好消息,我出車禍以後,沒立即投胎,變成了阿飄。


 


壞消息,我好像隻能跟在我的S對頭,薛映川身邊。


 


我嘗試了好幾次,距離薛映川超過三米,就會被立刻拉回來。


 


就在我即將開始又一次嘗試時,面前忽然出現一行奇怪的彈幕:


 


【桀桀桀,妹寶不要白努力了,你現在隻能守在薛映川身邊哦~】


 


我這人向來聽勸,能躺平絕不站直。


 


既然彈幕這樣說,

我也不試圖做無用功了。


 


我和薛映川從大學起就是S對頭。


 


針鋒相對的事從來沒少做。


 


如今我變成隱形阿飄,怎麼能不順勢坑他一把?


 


畢竟來都來了。


 


飄到廚房,我發現薛映川正在煲湯。


 


眼看他馬上就要嘗味,我立刻從站在廚房門口的貓身上,揪了幾根貓屁股毛,放進了他的湯勺裡。


 


「呸呸呸!」


 


薛映川吐了好幾口貓毛出來。


 


我還沒來得及偷笑,那奇怪彈幕又浮現在眼前:


 


【嘿嘿,某人要倒霉咯!】


 


下一秒,我的屁股忽然被重重拍了一下。


 


我漲紅了臉,捂著屁股回頭。


 


發現是薛映川在抖抹布。


 


我不由得瞪大雙眼。


 


我不是已經變成阿飄了嗎?

怎麼還能被人碰到?


 


我湊過去,試探著觸碰薛映川的手。


 


果不其然,我的手直接穿透了他的手臂。


 


我松了一口氣。


 


看來那奇怪的彈幕根本就是騙人的!


 


我剛準備繼續去捉弄薛映川,他的手機忽然響了。


 


還沒反應過來,我就被匆匆出門的薛映川拖離了房間。


 


02


 


薛映川停車的地方,我有種莫名的熟悉。


 


直到登上電梯,我才反應過來。


 


這不是我和男友租房的小區的停車場嗎?!


 


薛映川怎麼會來我的出租屋?


 


電梯很快抵達 19 樓,可薛映川卻並沒有如我預想一般,去敲開我原本租住的房門。


 


而是來到了對門,輕車熟路地用指紋解鎖。


 


薛映川竟然是我的鄰居?


 


可我在這裡住了快兩年的時間,卻從來沒有見過他。


 


沒等我想明白,他已經從房間裡拿了東西準備下樓。


 


可沒想到,電梯門打開時,ƭū́⁵卻看到如此尷尬一幕。


 


一對男女摟在一起幹柴烈火,還不斷發出曖昧的喘息。


 


我飄在一邊,興致盎然準備吃瓜。


 


薛映川卻恰好站在我面前,將我嚴嚴實實擋住。


 


就在我試圖穿過薛映川,偷偷看一眼時。


 


嫵媚的女聲響起:


 


「那個晦氣鬼的東西你處理幹淨了吧?」


 


「哎呀寶貝兒,你放心,我都給扔了。

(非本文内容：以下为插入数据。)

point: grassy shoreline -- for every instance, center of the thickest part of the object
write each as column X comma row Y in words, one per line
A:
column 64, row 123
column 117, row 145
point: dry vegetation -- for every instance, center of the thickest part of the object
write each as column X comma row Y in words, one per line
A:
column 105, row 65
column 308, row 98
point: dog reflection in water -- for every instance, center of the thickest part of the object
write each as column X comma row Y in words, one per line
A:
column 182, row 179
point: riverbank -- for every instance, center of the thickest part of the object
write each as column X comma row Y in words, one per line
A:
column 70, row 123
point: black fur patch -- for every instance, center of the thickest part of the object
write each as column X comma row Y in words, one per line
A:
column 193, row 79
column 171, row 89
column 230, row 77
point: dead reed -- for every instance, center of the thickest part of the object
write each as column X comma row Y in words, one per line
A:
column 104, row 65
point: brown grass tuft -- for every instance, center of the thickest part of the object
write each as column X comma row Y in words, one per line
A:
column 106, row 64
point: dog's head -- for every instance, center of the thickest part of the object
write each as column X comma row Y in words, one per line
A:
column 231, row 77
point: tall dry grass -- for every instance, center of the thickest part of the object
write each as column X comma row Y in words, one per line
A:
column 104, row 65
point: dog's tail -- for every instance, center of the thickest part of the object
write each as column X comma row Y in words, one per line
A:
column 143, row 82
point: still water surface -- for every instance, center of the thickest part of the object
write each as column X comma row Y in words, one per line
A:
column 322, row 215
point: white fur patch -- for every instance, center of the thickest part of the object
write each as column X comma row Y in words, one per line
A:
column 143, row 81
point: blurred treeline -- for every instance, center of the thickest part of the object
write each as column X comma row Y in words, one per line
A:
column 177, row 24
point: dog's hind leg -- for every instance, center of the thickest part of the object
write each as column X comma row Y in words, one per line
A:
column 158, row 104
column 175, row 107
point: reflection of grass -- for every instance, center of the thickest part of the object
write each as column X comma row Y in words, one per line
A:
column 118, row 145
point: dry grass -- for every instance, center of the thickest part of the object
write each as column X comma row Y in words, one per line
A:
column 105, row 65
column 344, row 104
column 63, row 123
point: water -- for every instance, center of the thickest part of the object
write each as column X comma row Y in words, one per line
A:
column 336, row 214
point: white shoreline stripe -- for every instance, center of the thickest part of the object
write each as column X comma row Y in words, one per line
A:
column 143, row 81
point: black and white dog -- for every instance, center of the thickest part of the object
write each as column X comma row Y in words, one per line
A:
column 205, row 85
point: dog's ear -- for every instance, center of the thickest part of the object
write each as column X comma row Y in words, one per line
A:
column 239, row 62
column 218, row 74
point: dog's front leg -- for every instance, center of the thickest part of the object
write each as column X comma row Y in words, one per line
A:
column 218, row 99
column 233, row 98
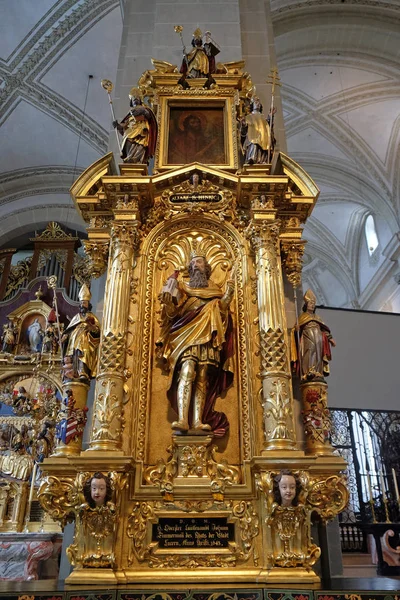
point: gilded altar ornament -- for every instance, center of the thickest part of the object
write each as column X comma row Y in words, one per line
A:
column 191, row 456
column 95, row 525
column 9, row 337
column 288, row 523
column 213, row 217
column 328, row 496
column 292, row 260
column 196, row 343
column 97, row 253
column 138, row 130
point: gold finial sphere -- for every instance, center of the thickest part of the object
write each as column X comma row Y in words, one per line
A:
column 107, row 85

反正她又沒爹媽,不會有人找來的。」


 


我臉上的笑意剎那間消失殆盡。


 


這個聲音我絕不會認錯。


 


是差點和我訂婚的男友,

齊奇。


 


看兩人粘在一起的架勢,大概是很早之前就這樣了。


 


我一時氣急,忘記了限制,直接朝他們衝去。


 


沒想到真讓我飄到了渣男的房間裡。


 


兩人正像連體嬰一樣,跌跌撞撞往臥室走去。


 


一聲巨響忽然在房間裡響起。


 


渣男上個月分期買的平板從桌子上倏然掉下來。


 


摔得粉身碎骨。


 


我一邊覺得解氣,一邊又有些困惑。


 


明明我還沒來得及動手啊。


 


一條彈幕又出現在我眼前:


 


【笨蛋妹寶,有人給你偷偷出氣咯!】


 


我愣在原地。


 


在這層樓上的,除了我和那對狗男女,就隻剩下薛映川。


 


難不成薛映川會什麼法術,還能隔山打牛不成?


 


03


 


我匆匆飄到薛映川房門口。


 


正撞上他拿著遺落的手機,匆匆返回。


 


臉上什麼多餘的表情都沒有,看不出破綻。


 


大約是我想多了。


 


陪薛映川到樓下的時候,天空中已經開始飄起小雨。


 


這個養尊處優的公子哥居然不管不顧,跑到垃圾桶旁開始翻找。


 


我第一次見他這樣狼狽的模樣。


 


剛想笑一笑。


 


卻發現,薛映川從垃圾桶裡撿回來的,都是我的東西。


 


那些被齊奇匆匆丟掉的遺物,被他小心翼翼地撿回,妥善放進隨身的袋子裡。


 


我一時有些失神。


 


他大晚上跨越一整個城區跑到這裡,就是為了撿回我的遺物?


 


一絲白煙從我的靈魂裡逸出。


 


鬼在掉眼淚的時候,靈魂會飄出白煙,消散得更快。


 


薛映川,

你是笨蛋。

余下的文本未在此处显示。